@informateur.ci- Le Sénégal tente de rassurer ses partenaires internationaux après la révélation d’une « dette cachée » qui fragilise sa crédibilité financière. Le Fonds monétaire international (FMI), en mission à Dakar du 19 au 26 août 2025 sous la conduite d’Edward Gemayel, salue les efforts de transparence des autorités mais reste prudent : aucune décision ne sera prise avant la validation de nouvelles mesures correctives.

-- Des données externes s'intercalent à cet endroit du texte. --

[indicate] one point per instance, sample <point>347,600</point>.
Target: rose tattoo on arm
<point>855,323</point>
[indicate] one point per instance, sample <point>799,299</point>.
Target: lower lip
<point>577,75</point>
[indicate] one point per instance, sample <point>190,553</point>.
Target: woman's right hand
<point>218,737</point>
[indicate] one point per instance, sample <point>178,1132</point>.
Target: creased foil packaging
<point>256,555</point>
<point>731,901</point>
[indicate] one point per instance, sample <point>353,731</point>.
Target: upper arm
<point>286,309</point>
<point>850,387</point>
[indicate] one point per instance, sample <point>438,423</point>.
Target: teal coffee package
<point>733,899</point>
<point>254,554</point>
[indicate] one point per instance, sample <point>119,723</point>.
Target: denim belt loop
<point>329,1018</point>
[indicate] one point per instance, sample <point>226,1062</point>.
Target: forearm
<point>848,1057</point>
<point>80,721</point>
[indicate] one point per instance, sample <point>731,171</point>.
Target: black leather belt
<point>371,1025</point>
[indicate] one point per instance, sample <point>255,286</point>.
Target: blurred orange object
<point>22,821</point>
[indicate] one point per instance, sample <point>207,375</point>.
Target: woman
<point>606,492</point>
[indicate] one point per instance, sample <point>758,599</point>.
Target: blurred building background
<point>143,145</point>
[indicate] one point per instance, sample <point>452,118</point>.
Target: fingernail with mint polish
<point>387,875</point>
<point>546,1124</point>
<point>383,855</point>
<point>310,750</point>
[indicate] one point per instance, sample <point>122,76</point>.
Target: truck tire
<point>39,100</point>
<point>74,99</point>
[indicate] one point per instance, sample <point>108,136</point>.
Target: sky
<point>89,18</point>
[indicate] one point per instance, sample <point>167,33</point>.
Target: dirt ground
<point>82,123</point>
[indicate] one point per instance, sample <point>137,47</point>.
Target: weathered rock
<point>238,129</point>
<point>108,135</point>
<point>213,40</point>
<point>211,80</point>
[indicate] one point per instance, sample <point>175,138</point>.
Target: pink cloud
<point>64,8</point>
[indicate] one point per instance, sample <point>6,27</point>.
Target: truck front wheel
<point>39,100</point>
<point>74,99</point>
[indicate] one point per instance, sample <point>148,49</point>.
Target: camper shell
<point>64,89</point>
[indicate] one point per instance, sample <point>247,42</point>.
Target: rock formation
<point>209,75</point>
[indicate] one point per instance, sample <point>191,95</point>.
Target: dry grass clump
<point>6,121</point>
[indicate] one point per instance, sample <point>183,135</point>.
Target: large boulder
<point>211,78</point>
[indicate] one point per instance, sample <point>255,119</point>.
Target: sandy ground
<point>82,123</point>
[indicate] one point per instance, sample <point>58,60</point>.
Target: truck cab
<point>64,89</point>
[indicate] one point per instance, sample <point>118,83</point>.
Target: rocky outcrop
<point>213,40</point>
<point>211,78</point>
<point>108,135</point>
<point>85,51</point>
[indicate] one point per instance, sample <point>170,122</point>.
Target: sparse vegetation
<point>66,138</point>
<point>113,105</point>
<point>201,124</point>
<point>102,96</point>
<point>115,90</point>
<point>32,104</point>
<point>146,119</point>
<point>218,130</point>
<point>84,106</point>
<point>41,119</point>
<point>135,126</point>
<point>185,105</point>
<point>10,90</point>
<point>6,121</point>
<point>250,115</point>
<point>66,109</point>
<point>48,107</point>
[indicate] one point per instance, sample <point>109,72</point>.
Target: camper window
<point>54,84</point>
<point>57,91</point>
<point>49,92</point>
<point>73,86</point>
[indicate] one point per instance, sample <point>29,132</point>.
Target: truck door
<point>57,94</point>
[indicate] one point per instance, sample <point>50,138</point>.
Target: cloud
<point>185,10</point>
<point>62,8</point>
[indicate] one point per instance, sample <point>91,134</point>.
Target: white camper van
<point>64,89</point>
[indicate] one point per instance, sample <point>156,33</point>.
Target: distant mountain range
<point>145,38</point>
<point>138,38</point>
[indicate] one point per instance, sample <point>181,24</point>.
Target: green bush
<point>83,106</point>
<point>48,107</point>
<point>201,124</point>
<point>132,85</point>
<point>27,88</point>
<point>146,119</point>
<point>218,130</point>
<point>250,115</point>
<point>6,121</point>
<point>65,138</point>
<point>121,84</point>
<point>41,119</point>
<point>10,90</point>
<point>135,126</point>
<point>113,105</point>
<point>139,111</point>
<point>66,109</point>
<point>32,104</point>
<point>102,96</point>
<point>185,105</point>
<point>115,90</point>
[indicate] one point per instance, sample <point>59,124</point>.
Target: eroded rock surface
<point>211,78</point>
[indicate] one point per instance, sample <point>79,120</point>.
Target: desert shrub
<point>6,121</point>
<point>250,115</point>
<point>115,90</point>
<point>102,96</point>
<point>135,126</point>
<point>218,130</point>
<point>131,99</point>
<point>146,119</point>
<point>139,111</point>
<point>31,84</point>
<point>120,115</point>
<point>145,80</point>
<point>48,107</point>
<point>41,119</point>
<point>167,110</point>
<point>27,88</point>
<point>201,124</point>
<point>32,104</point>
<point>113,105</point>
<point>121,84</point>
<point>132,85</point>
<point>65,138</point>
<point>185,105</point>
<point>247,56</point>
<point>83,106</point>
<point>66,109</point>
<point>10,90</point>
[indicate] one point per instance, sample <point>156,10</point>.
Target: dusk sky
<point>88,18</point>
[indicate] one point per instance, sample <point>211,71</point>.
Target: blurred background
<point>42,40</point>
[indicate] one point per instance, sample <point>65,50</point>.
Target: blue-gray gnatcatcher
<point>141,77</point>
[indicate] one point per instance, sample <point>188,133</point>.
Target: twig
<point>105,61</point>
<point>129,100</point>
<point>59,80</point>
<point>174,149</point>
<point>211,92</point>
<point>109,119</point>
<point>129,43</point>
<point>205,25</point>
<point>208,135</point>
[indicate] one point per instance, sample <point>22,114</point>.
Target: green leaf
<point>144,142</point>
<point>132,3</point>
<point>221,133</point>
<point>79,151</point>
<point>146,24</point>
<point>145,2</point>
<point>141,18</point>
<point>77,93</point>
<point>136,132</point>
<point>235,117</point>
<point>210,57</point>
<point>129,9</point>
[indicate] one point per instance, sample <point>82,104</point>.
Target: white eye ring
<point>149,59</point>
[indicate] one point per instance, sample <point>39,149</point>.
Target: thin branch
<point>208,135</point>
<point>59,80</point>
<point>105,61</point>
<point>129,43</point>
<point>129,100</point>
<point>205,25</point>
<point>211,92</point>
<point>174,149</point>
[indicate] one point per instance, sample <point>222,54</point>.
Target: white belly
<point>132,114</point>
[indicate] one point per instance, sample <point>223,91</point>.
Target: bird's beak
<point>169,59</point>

L’affaire a éclaté avec la publication d’un rapport de la Cour des comptes, confirmée par un audit de Forvis Mazars. Celui-ci a révélé que la dette publique du Sénégal représentait 111 % du PIB fin 2023, puis 118,8 % fin 2024, contre 74,4 % initialement déclarés. Une explosion due à des engagements jusque-là non comptabilisés. Cette découverte place Dakar face à un dilemme : restaurer la confiance des bailleurs tout en assurant la soutenabilité de ses finances.
Deux scénarios sont désormais sur la table du FMI : soit une dérogation exceptionnelle pour éviter un remboursement immédiat, soit l’exigence d’un remboursement des montants déboursés sur la base de données erronées, ce qui alourdirait considérablement la charge de l’État.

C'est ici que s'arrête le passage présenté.